We will explore the Titanic dataset and build a model that will predict whether or not a passenger survived or not.
library(dplyr)
library(ggplot2)
library(rpart)
library(rpart.plot)
library(caret)
library(randomForest)
train <- read.csv("C:\\Users\\Vadim_Katsemba\\Downloads\\Titanictrain.csv")
test <- read.csv("C:\\Users\\Vadim_Katsemba\\Downloads\\Titanictest.csv")
test$Survived <- NA
all_data <- rbind(train, test)
ggplot(all_data[1:891,], aes(Age, fill = factor(Survived))) + geom_histogram(bins = 30) + xlab("Age") + scale_fill_discrete(name = "Survived") + ggtitle("Survivors by Age")

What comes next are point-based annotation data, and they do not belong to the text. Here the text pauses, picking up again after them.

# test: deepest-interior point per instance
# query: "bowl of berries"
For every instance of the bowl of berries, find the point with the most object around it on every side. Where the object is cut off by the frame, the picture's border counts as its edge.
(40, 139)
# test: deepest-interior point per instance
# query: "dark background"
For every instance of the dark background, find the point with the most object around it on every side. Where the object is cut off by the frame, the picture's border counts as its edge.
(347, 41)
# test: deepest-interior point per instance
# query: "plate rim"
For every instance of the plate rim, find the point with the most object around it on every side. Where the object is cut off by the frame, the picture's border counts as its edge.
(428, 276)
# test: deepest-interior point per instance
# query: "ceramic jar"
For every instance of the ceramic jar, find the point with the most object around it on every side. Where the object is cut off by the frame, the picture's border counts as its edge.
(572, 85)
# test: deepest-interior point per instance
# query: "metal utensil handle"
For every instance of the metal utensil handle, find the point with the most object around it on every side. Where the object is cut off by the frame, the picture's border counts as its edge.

## Warning: Removed 177 rows containing non-finite values (stat_bin).
ggplot(all_data[1:891,], aes(Sex, fill = factor(Survived))) + geom_bar(stat = "count", position = "dodge") + xlab("Sex") + scale_fill_discrete(name = "Survived") + ggtitle("Survivors by Sex")

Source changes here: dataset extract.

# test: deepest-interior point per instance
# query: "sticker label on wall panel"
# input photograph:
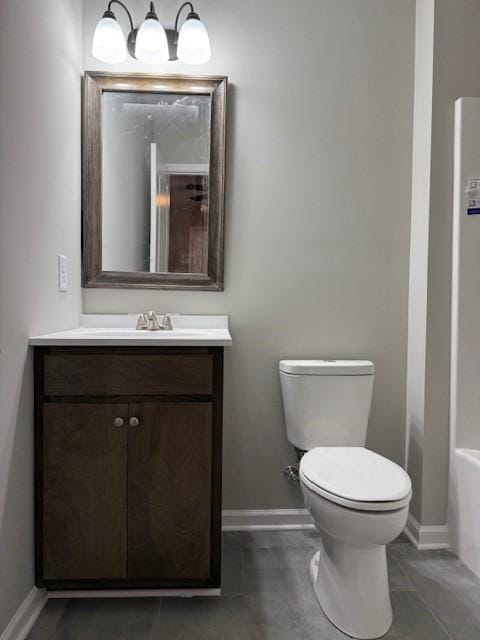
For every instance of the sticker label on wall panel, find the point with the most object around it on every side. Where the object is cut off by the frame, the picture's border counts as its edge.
(473, 207)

ggplot(all_data[1:891,], aes(Age, fill = factor(Survived))) + geom_histogram(bins = 30) + xlab("Age") + facet_grid(.~Sex) + scale_fill_discrete(name = "Survived") + ggtitle("Survivors by Age and Sex")

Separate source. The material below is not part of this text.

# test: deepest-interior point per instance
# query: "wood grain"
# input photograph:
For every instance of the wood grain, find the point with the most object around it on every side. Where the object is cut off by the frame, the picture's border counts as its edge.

## Warning: Removed 177 rows containing non-finite values (stat_bin).
ggplot(all_data[1:891,], aes(Pclass, fill = factor(Survived))) + geom_bar(stat = "count") + xlab("Pclass") + facet_grid(.~Sex) + scale_fill_discrete(name = "Survived") + ggtitle("Survivors by Passenger Class and Sex")
ggplot(all_data[1:891,], aes(x = Age, y = Sex)) +
geom_jitter(aes(colour = factor(Survived))) +
facet_wrap(~Pclass) +
labs(x = "Age", y = "Sex", title = "Survivors by Age, Sex and Passenger Class") +
scale_fill_discrete(name = "Survived") +
scale_x_continuous(name = "Age", limits = c(0, 81))
## Warning: Removed 177 rows containing missing values (geom_point).
all_data$Title <- gsub('(.*, )|(\\..*)', '', all_data$Name)
table(all_data$Sex, all_data$Title)
##
## Capt Col Don Dona Dr Jonkheer Lady Major Master Miss Mlle Mme
## female 0 0 0 1 1 0 1 0 0 260 2 1
## male 1 4 1 0 7 1 0 2 61 0 0 0
##
## Mr Mrs Ms Rev Sir the Countess
## female 0 197 2 0 0 1
## male 757 0 0 8 1 0
officer <- c('Capt', 'Col', 'Don', 'Dr', 'Major', 'Rev')
royalty <- c('Dona', 'Lady', 'the Countess','Sir', 'Jonkheer')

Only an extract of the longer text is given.